Much more value in stage 1 for sure, guess some of the enjoyment of modding (at financial loss) is going that bit further.


----------



## Patrizio72 (Mar 22, 2011)

Changing some of the mechanical components in a car is far more exciting than just changing the software, at a price of course. Titanium Scorpion exhaust system and new Loba turbo next for me... :lol:


----------



## brittan (May 18, 2007)

RobHardy said:


> Much more value in stage 1 for sure,


Which is exactly why I have only a very simple remap, and a couple of other mods. The car makes a better noise than standard and is a little faster but that still has the potential to get me into trouble.

I've done lots of hardware updates on other vehicles/engines when I did off road racing; now I prefer to drive the car to interesting places.


----------



## Patrizio72 (Mar 22, 2011)

Stage 2 is not cheap that's for sure, I was fortunate to get a great deal on the exhaust and intercooler which was the bulk of the cost.


----------



## TondyRSuzuka (Dec 3, 2011)

I think I'll remain over the moon with stage 1 and wait for APR stage 3 hahahaha :lol:

Ive just spent what spare money I have on a GoPro Hero 3 Black Edition for an upcoming track day and diving holiday.
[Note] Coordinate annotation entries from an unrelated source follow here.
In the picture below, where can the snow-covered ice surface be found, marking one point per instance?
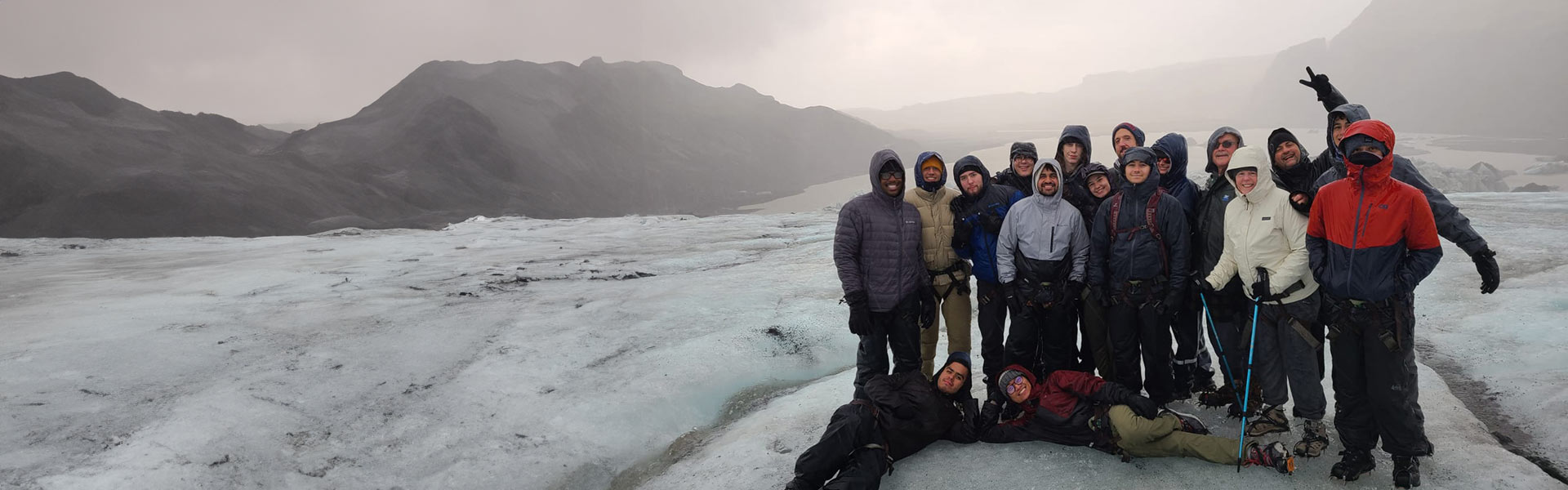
(640, 352)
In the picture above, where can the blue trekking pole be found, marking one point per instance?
(1218, 349)
(1252, 343)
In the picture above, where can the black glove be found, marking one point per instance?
(1075, 291)
(991, 222)
(1487, 265)
(1201, 286)
(1169, 304)
(1098, 296)
(961, 233)
(1045, 297)
(925, 302)
(860, 311)
(1015, 292)
(1319, 83)
(1261, 287)
(1143, 408)
(990, 415)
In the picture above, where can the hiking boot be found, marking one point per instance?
(1271, 456)
(1217, 398)
(1352, 466)
(1314, 439)
(1271, 421)
(1407, 471)
(1189, 423)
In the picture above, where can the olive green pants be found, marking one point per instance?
(1162, 437)
(956, 316)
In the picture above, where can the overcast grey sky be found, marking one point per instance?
(320, 60)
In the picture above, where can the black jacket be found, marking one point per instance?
(933, 415)
(1133, 250)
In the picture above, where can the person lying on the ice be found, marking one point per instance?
(902, 415)
(1079, 408)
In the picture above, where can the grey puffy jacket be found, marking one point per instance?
(877, 245)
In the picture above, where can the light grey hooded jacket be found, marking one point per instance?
(1043, 228)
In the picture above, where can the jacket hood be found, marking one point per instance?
(1252, 158)
(1375, 175)
(920, 176)
(969, 163)
(1353, 114)
(961, 359)
(1048, 202)
(1076, 134)
(1137, 134)
(1174, 146)
(1138, 190)
(1214, 142)
(883, 158)
(1022, 149)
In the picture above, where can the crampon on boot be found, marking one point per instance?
(1352, 466)
(1407, 471)
(1271, 456)
(1217, 398)
(1189, 423)
(1271, 421)
(1314, 439)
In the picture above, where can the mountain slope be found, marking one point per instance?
(452, 140)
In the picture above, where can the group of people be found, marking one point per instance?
(1111, 278)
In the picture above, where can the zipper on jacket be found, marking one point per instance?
(1355, 236)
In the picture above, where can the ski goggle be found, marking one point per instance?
(1017, 385)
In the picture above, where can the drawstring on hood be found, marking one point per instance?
(920, 173)
(1375, 175)
(1214, 142)
(879, 161)
(1175, 148)
(1352, 114)
(969, 163)
(1252, 159)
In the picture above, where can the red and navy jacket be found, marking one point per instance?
(1371, 236)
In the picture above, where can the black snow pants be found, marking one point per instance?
(852, 448)
(1043, 340)
(1138, 332)
(898, 330)
(1374, 347)
(991, 318)
(1232, 314)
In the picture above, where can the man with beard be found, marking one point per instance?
(1041, 255)
(1227, 306)
(949, 274)
(898, 416)
(1125, 136)
(1021, 158)
(1087, 184)
(1138, 270)
(1452, 225)
(877, 252)
(1371, 241)
(978, 222)
(1191, 365)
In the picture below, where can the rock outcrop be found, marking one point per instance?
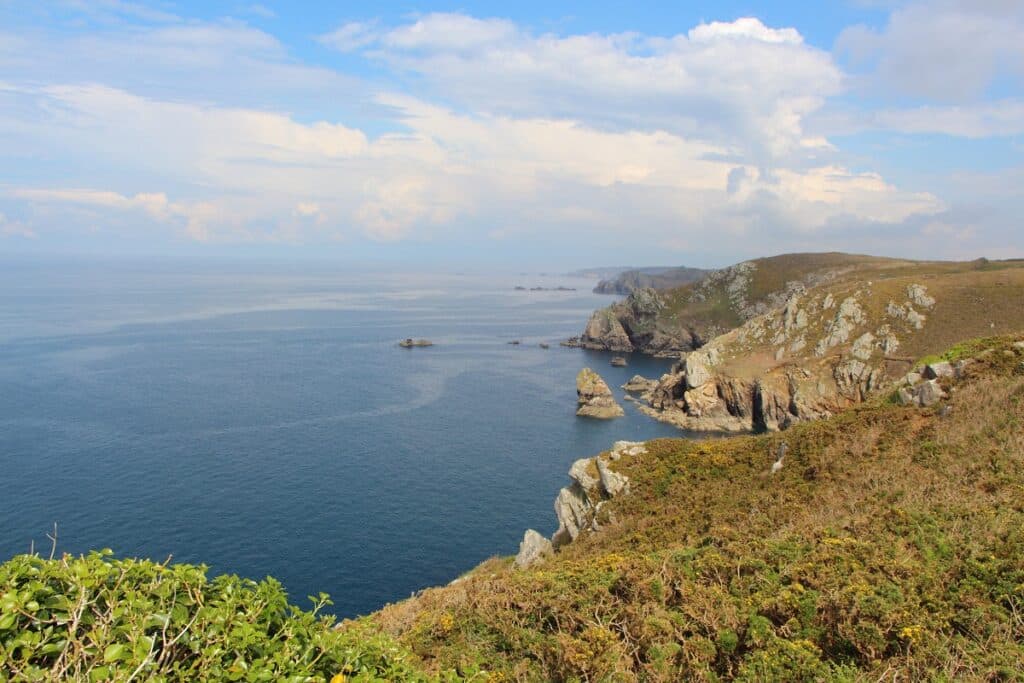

Carbon wing mirrors at the end of this month, and eventually some 18"s and track & winter tyres.

These are the mods I think I'll stick to.

Thanks all for your comments however 8)


----------



## beepcake (May 17, 2002)

Patrizio72 said:


> Stage 2 is not cheap that's for sure, I was fortunate to get a great deal on the exhaust and intercooler which was the bulk of the cost.


I'm just imagining some dodgy geezer down the pub.. "Awight mate.. want any ****? dvds? Turboback exhaust and 3" downpipe?"


----------



## Patrizio72 (Mar 22, 2011)

Haha lets just say I was at the right place at the right time


----------



## Alexjh (Oct 10, 2012)

Patrizio72 said:


> Haha lets just say I was at the right place at the right time


Leeds or Manchester? lol


----------



## Patrizio72 (Mar 22, 2011)

Lol, Liverpool actually! haha


----------



## jaybyme (Mar 10, 2010)

I've been driving a tuned RS since Monday now.I must say I forgot what the difference was like,just hope I have no problems this time.


----------



## TondyRSuzuka (Dec 3, 2011)

A brief update and maybe some advice if possible.

I have acquired a Forge Intercooler from JonnyC which I will fit asap to my Stage 1 APR. Now Jonny seems to think a stage 2 remap would be fine without a pre cat removal/downpipe/sportscat. So I spoke with Awesome at the weekend and was told a free upgrade to stage 2 was fine. Rang today and spoke with John who says that the remap wouldnt run correctly without doing something to the precat.

It sounds like around £1000 to play about with this part, then theres MOT implications etc. Unless you get a sports cat but there dont seem to be any that mate with the Audi stock Sports Exhaust. Not without paying crazy money anyway.

Does anyone have any suggestions of getting around this without huge cost, or simply wait for someone to sell the part im after?

Cheers


----------



## jamiekip (Nov 12, 2006)

Get a decatted oem down pipe and pop your secondary cats back in. If memory serves me they're effectively 100cel 'sports' cats anyway. Fully legal and stage 2.
Or just pop them in for mot's


----------



## TondyRSuzuka (Dec 3, 2011)

jamiekip said:


> Get a decatted oem down pipe and pop your secondary cats back in. If memory serves me they're effectively 100cel 'sports' cats anyway. Fully legal and stage 2.
> Or just pop them in for mot's


Where best to source, and what kind of price am I look at? Plus time and cost to fit?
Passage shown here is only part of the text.